Increase energy efficiency

Assessing how your organization powers buildings and operations is a great place to start and can yield both environmental and cost-saving opportunities. Metrics to consider include current monthly or annual energy consumption and how usage ebbs and flows at various times. Creating an organization-wide energy management program with appropriate leadership and ongoing monitoring is an important first step in understanding and taking control of your energy usage. 

Incorporate electrified transport

The progression of electric vehicles and related technology presents a huge opportunity for organizations to reduce their carbon footprint. While the electrification of passenger vehicles currently accounts for the bulk of EV adoption, commercial EV spending hit nearly $8 billion last year, nearly double compared to 2021. This was mostly driven by the accelerating deployment of light commercial vehicles, according to Bloomberg. Organizations need to develop a strategy around how they will adopt electric vehicles and address the overall impact on the organization

Diversify fuel sources

While many industrial manufacturers have made the switch from coal to natural gas, the rising investment in renewable sources of energy—such as solar, wind and renewable natural gas—indicates that companies need to consider how these sources can play a role in their future energy portfolio. Solar energy is driving the most growth in the renewables sector; the U.S. Energy Information Administration expects triple the solar capacity installations in 2023 compared to 2022. While fuel diversification will be positive for both the environment and for organizations’ operating models in the long run, it will take careful planning to avoid any reliability issues in the short term. Every business will have different needs and considerations to factor into its long-term planning. 

Procure cleaner materials

Procurement practices set the foundation for the manufacturing process, and thus, are an important step in establishing a cleaner process from start to finish.

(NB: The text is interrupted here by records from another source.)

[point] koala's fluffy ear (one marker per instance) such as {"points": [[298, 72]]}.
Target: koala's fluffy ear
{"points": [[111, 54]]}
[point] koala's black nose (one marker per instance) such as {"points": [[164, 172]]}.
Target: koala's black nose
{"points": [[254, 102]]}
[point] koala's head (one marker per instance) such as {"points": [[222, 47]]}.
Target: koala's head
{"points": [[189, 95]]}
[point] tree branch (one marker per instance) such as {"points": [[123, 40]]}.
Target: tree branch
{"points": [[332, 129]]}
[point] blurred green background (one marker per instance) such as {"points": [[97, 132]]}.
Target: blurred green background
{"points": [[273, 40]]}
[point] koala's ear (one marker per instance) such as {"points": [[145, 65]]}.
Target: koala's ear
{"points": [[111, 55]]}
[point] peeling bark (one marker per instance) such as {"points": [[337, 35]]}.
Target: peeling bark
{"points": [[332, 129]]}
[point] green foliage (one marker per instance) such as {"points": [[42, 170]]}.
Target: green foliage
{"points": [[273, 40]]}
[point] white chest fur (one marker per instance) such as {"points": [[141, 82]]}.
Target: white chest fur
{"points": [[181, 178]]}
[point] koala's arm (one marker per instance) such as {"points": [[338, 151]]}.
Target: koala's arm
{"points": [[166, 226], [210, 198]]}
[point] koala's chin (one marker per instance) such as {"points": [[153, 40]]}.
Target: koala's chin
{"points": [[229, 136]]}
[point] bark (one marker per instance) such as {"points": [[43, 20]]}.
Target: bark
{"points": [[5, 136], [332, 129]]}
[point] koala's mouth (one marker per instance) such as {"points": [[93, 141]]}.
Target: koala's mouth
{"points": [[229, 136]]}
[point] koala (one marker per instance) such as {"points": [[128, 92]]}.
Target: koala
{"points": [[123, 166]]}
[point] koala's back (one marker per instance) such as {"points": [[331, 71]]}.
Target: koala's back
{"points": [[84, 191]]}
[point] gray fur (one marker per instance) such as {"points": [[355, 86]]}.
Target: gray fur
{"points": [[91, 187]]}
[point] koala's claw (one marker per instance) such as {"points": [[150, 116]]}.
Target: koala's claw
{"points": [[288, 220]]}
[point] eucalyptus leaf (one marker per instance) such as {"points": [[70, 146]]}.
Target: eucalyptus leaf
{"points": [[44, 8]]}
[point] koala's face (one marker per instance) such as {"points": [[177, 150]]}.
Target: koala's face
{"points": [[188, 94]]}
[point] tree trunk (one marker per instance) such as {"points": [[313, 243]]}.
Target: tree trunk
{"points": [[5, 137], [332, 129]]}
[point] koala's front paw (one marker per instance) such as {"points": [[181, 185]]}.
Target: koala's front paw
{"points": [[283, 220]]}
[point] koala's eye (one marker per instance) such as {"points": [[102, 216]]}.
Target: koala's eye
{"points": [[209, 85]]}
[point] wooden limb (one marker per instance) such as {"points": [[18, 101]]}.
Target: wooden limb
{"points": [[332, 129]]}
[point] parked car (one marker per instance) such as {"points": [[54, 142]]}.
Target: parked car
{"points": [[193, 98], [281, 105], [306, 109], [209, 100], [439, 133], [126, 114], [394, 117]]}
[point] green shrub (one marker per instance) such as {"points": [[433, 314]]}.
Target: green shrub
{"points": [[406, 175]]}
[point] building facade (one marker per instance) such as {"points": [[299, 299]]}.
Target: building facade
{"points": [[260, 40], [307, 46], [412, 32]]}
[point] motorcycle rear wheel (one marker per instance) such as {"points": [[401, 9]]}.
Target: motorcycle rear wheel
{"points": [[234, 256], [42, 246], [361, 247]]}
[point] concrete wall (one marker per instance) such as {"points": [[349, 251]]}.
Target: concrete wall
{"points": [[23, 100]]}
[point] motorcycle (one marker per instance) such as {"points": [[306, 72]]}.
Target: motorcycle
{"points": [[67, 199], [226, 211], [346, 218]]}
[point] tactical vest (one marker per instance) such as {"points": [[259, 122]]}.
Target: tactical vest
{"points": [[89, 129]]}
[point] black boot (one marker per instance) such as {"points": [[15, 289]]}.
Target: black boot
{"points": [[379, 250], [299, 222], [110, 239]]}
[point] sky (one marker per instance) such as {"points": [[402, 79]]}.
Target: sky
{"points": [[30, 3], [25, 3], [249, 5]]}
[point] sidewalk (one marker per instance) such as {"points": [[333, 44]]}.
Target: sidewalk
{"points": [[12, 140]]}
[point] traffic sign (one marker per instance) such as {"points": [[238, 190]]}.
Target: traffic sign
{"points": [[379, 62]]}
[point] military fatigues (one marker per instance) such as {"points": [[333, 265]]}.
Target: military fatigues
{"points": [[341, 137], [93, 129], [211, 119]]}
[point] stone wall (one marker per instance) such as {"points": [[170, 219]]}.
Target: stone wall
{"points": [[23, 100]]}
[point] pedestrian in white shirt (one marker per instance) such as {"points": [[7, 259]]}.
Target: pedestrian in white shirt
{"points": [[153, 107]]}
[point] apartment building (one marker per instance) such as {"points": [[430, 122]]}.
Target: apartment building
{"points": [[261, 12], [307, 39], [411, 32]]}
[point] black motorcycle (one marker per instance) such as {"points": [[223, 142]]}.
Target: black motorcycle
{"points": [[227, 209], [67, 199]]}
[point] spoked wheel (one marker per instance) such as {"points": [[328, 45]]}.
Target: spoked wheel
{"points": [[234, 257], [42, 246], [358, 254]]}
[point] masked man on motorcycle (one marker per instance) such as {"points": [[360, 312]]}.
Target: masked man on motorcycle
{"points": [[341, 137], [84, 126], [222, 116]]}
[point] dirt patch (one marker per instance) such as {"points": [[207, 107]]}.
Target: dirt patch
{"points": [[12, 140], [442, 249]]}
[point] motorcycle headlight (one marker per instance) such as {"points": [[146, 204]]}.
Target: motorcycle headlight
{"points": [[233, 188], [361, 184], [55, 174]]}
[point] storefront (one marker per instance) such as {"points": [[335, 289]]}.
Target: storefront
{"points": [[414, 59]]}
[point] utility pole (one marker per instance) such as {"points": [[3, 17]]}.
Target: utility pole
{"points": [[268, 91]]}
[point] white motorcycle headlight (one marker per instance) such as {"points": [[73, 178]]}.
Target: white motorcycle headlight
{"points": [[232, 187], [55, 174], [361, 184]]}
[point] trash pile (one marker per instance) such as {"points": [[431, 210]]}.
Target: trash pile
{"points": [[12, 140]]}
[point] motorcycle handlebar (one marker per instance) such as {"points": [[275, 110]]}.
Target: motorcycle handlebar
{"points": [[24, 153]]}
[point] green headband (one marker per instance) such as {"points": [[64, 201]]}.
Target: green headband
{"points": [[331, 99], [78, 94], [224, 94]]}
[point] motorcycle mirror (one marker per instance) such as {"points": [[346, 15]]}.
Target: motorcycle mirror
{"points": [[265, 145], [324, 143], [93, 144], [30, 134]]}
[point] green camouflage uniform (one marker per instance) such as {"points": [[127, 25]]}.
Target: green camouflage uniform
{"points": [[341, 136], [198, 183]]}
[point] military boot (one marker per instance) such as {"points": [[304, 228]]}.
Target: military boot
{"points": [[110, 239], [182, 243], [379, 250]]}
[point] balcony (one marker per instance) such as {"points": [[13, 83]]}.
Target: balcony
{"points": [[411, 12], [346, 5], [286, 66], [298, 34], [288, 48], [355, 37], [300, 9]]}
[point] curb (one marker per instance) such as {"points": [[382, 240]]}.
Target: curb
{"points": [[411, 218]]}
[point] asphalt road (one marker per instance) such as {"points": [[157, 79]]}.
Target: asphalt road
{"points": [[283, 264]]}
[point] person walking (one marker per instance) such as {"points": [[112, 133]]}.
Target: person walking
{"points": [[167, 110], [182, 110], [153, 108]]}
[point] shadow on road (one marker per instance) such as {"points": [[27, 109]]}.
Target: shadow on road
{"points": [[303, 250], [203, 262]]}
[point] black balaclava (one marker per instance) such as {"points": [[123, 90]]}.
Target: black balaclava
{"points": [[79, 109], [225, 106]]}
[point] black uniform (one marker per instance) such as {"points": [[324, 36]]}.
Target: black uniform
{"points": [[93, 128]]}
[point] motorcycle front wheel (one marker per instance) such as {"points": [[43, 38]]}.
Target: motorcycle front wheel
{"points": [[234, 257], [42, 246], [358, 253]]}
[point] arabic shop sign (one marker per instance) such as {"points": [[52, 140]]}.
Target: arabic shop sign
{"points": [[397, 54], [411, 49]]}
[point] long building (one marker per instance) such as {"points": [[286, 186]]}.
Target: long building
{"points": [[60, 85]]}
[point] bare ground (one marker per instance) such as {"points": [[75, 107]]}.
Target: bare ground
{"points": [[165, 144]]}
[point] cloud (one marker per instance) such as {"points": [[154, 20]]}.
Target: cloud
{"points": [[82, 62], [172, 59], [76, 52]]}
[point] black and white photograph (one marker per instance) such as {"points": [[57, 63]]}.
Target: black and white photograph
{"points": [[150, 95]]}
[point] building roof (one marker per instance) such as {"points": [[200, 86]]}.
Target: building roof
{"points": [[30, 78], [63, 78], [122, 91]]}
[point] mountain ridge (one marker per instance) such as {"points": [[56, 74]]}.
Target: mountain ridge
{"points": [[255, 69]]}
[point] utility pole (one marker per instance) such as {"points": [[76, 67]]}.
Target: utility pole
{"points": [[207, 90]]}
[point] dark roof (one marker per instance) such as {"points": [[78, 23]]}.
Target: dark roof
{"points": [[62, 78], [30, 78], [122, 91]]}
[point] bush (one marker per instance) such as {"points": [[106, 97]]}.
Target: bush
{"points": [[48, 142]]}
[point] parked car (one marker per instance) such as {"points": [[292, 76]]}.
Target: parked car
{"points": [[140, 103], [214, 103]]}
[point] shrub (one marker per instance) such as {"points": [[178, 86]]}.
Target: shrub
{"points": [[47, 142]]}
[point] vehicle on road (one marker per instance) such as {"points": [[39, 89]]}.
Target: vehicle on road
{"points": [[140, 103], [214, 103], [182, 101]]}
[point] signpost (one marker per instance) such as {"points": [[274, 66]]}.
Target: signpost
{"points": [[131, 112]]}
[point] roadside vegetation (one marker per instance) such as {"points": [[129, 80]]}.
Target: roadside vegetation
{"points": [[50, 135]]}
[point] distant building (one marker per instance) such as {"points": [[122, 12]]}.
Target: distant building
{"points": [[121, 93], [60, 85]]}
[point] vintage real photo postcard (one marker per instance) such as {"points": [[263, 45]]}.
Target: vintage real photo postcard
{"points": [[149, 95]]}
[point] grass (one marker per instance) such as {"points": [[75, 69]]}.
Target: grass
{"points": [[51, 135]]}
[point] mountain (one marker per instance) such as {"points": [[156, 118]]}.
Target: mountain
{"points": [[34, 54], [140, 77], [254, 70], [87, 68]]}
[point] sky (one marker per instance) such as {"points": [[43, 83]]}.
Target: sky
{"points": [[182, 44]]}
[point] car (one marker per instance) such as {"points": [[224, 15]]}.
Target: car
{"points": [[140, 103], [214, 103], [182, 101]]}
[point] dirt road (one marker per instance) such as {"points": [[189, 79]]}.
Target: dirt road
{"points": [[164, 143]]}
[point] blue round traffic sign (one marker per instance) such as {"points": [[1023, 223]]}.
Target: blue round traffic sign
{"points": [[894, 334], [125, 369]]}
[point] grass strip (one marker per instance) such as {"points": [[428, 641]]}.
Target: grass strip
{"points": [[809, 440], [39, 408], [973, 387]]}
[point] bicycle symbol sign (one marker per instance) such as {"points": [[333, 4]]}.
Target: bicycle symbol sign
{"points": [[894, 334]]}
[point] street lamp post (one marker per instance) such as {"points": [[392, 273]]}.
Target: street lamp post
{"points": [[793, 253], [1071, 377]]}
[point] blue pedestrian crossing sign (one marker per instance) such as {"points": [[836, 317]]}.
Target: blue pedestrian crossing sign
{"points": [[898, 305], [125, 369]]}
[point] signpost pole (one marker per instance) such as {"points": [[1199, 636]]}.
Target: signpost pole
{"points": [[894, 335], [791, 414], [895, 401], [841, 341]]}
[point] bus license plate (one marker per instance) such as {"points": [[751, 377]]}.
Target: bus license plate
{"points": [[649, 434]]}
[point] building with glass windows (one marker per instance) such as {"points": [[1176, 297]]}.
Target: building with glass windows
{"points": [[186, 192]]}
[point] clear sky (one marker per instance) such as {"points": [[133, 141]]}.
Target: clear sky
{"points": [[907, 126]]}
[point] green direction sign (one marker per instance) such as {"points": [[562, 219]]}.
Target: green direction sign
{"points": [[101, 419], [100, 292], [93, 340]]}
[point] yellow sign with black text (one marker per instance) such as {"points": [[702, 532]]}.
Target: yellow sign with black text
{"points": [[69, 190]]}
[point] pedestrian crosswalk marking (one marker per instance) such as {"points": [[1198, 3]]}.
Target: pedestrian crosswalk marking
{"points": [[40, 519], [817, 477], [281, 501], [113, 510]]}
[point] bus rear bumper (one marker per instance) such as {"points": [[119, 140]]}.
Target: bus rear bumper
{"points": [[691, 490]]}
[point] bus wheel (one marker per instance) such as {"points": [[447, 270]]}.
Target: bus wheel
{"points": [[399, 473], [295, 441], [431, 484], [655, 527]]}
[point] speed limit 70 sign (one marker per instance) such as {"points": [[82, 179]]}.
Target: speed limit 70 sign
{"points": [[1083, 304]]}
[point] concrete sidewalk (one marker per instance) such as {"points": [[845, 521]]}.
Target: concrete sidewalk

Additionally, enforcing environmental standards within the procurement process sends demand signals to the marketplace that emissions generated in producing materials are a factor when making buying decisions. 

While investment in renewable energy is clearly increasing, it still may not be enough to achieve the 2050 net-zero goal. Policy changes and private investment will be crucial for this investment to continue to grow and, ultimately, accelerate. One program for industrial manufacturing organizations to watch closely is the U.S. Department of Energy’s new Industrial Demonstrations Program. This program, funded partially by the Inflation Reduction Act, will mark the largest investment in industrial decarbonization in American history, at $6 billion of funding. 

TAX TREND: Energy

Several green tax credits and incentives programs, many of which were enacted in 2022 as part of the Inflation Reduction Act, offer significant financial benefits that offset some of the investment costs made to achieve the energy transition.

Eligible uses of the funding include smart manufacturing technologies, sustainable manufacturing measures, and efforts to make manufacturing processes more energy efficient. Industrial organizations of all sizes should determine whether they may be able to take advantage of any funding available from this program.

It is important for middle market organizations to understand how the landscape of the energy market will change over the next decade and what the new energy mix and related technologies will mean for their business. To meet emission reduction goals, organizations of all sizes will need to invest in clean energy technology and diversify the sources of energy they use day to day. Leadership teams will need to stay abreast of emerging policies that can assist organizations in the quest for a cleaner future.